Jardin botanique de Montréal

Flowering crab in the Chinese GardenMontreal does not disappoint the tourist. It offers rich history, global cuisine and a wide range of entertainment including numerous cultural festivals. Although predominantly a French city, practically everyone a traveler encounters is bilingual. Danny and I first visited Jardin botanique do Montréal in 2004 and I was eager to revisit them.

On Tuesday morning I was surprised to find many sections of the gardens still in spring disarray. I would expect them to draw peak crowds in mid-May, but Jardin botanique seemed unprepared. The remarkable bonsai collection in the Japanese garden was not open.
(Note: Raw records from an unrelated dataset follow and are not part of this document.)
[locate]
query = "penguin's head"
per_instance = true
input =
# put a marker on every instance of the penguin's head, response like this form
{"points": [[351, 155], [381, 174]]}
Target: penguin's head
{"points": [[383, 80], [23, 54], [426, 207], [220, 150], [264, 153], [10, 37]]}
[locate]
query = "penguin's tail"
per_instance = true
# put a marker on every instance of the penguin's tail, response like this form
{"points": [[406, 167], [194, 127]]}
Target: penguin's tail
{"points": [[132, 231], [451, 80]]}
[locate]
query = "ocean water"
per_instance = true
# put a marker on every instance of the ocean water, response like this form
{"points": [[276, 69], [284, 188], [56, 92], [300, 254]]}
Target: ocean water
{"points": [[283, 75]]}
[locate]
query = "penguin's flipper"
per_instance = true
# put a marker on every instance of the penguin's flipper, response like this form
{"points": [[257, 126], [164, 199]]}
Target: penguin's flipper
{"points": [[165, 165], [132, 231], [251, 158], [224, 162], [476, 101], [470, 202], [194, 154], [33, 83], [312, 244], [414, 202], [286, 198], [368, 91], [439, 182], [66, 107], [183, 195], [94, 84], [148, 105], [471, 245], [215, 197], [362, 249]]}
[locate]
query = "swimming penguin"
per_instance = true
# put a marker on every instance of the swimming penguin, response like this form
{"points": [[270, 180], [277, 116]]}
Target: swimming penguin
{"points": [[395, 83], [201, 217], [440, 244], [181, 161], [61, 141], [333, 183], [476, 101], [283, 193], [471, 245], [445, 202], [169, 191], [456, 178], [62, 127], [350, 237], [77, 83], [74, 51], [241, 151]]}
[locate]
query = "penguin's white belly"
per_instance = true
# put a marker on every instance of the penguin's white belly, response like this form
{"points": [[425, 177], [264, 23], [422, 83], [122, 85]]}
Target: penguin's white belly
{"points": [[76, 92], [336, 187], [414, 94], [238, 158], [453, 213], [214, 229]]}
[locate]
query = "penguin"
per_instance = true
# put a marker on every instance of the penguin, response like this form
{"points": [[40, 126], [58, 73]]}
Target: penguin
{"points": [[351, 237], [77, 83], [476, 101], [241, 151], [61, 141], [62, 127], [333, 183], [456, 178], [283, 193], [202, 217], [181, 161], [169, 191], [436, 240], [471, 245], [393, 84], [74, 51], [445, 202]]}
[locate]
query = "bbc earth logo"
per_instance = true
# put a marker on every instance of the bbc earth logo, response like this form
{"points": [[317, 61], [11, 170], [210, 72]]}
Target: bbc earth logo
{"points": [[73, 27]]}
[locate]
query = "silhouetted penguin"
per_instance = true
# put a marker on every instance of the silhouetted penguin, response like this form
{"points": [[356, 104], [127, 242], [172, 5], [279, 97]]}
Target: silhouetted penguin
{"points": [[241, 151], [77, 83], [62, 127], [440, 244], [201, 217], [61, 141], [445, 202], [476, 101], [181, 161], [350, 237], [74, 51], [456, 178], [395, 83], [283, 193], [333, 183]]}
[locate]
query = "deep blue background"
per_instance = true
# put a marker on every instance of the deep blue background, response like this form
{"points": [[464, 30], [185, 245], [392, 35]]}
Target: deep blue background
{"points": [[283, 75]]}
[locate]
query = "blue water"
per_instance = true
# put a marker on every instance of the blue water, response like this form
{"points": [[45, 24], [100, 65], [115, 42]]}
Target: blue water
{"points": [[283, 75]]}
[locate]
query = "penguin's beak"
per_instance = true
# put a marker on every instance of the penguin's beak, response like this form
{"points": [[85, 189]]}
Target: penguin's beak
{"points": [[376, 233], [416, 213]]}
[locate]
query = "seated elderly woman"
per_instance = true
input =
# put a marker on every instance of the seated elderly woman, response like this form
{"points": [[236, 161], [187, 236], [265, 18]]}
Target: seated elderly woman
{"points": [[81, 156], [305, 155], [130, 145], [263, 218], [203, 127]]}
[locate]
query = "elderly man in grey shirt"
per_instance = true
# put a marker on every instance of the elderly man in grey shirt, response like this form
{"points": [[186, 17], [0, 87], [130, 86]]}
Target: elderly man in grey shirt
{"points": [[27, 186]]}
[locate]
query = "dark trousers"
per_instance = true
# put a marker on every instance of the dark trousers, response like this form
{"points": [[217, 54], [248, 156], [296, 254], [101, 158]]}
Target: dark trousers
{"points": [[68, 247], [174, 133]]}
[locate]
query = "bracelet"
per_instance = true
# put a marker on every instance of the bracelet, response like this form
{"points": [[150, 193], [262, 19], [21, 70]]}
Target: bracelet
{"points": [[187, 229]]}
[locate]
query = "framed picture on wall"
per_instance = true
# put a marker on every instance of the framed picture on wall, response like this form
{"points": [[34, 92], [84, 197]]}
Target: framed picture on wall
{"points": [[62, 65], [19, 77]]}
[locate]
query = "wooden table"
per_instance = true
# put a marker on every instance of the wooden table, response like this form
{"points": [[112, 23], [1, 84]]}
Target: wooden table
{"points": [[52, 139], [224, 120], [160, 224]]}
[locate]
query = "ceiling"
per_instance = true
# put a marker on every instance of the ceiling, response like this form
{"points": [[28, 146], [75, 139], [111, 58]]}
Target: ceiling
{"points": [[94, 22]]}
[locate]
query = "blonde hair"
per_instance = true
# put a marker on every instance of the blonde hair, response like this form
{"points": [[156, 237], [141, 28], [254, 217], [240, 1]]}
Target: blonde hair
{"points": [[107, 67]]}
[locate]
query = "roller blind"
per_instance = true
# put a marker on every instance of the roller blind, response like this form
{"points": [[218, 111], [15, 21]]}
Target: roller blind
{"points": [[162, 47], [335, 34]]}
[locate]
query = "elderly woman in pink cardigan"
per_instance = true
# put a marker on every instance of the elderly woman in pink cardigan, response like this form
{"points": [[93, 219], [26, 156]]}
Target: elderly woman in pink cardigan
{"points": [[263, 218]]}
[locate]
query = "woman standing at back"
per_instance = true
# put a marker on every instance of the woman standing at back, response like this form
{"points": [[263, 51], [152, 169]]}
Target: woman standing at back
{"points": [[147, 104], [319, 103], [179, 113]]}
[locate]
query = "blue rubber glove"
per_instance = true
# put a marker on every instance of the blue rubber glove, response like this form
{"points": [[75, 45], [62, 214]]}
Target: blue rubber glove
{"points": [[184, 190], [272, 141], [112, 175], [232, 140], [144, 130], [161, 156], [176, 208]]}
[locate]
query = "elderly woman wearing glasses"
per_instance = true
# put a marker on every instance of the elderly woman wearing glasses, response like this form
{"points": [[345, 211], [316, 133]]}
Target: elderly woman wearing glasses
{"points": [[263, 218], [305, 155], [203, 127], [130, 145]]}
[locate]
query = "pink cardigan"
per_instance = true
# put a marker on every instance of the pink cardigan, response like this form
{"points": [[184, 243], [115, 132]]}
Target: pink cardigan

Most of the manmade streams and ponds were dry. An army of gardeners teamed over the grounds, which was entertaining in itself.

We were happy to find at least the Chinese garden in close to peak form. This large enclave encloses a curving pond. The water had a milky hue, but that did not seem to discourage the wildlife. The air was full of the eerie trills of American toads a-courting. The garden makes employs surprising plants like great white trillium to great advantage. They are accompanied by more traditional specimens. Nothing calms the soul quite like a stone path littered with crabapple petals.

Specimen in the alpine gardenThe alpine garden contains a stunning range of species. A huge number were unfamiliar, or I had only seen them in picture books. The landscape includes sections devoted to mountain flora from most of the world’s ranges. This year a new display in under construction to feature species from the Southern Hemisphere, including Africa, South America and Australia. While not as spectacular as the rockeries of Butchart Gardens on Vancouver Island, this collection expresses more about biodiversity. We missed this section on our first visit, but it is my new favourite.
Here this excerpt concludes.